Les enchanteurs : James Ellroy, 76 ans, toujours sous dexedrine !

" Jack Kennedy a dit : " Freddy, espèce de fils de pute. "
Il portait un pantalon beige et un polo, de vieilles chaussures bateau et des lunettes de soleil. Il a allumé un cigare et m'a soufflé la fumée au visage.
J'ai dit : " Salut, Jack, ça boume mon pote ? "
Il a dit : " Un peu de respect. Tu m'as racketté espèce d'enculeur de chameaux. Je devrais lâcher une bomber A sur Beyrouth juste pour te remettre à ta place...
"
Après décembre 1941 dans Perfidia,  et 1942 dans La tempête qui vient, James Ellroy poursuit sa chaotique exploration de Los Angeles à l'été 1962 avec Les enchanteurs. Bon ? Moins bon ? Classique ? Soyons direct : le Dog relève sacrément la tête après un précédent opus un peu foutraque. Il faut dire qu'ici, il se retrouve plutôt  en terre connue avec les deux frères Kennedy, Bobby et JFK, dit Jack chez les Américains. Et puis Les enchanteurs, c'est aussi la mort d'une femme, rien moins que Marilyn Monroe et tout le monde sait que si vous mettez le cadavre d'une dame dans les mains d'Ellroy il en fait une tragédie punk et shakespearienne, avec amphétamines à gogo, amours bisexuels, passage par les foyers d'orphelins et rêves de grandeur.

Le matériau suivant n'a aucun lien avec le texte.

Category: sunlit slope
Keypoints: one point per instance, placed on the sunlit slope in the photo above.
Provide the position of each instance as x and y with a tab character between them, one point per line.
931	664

Enfin, le personnage principal est donc Freddy Otash, incarnation de la folie californienne de cette époque, pervers, violent, toxico, manipulateur. Les lecteurs se souviennent du très court (pour une fois) Extorsion qui présentait ce journaliste à scandales, détective et flic, tout en un sans doute commun de la Ville des anges en ces belles années.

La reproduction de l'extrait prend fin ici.